EURO remains bearish despite Greek Bailout

FX Strategy Articles > Fundamental articles

The EURO, which has been batted against other major cross currencies, has been given a reprieve after the European Union announced it was going to bail out the Greek economy for the second time.  The second bailout is again expected to top 100 Billion EUROs. Even with the bailout, the EURO failed to rally against any of the major cross currencies late in trading on Friday. It will be interesting to see what market participants make of the announcement during trading this week.

The announcement by the EU clearly shows their willingness to support Greece and in turn the EURO. However, the bailout still needs to be accepted by Greek parliamentarians must commit to a series of reforms including €28 billion of budget cuts over the next five years, and up to €50 billion in privatised state holdings being sold off to repay the debt.

Whilst the majority of Europe will need to dig into their pockets to support the bailout, Great Britain firmly announced that they would not be participating directly in any bailout.
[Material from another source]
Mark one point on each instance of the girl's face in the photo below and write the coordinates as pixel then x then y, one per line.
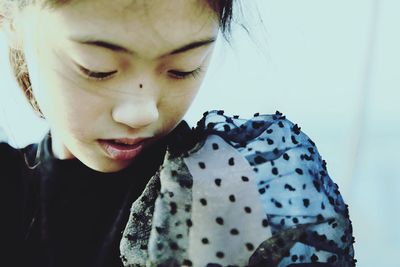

However, it’s almost certain that GB banks will indirectly be affected by Greece’s worsening financial condition.

Worst affected has been the EUR/CHF as the CHF is seen as a safe currency during a crisis. This is shown by the chart below which shows the EUR/CHF declining at a rapid rate over the past few months. The EUR/GBP also looks bearish with a possible double top building.

The USD/EUR by contrast appears to be reasonably neutral despite the issues the EUR has been having. This might be a legacy of the issues the USD has been having as well with no clear trend emerging between that pair.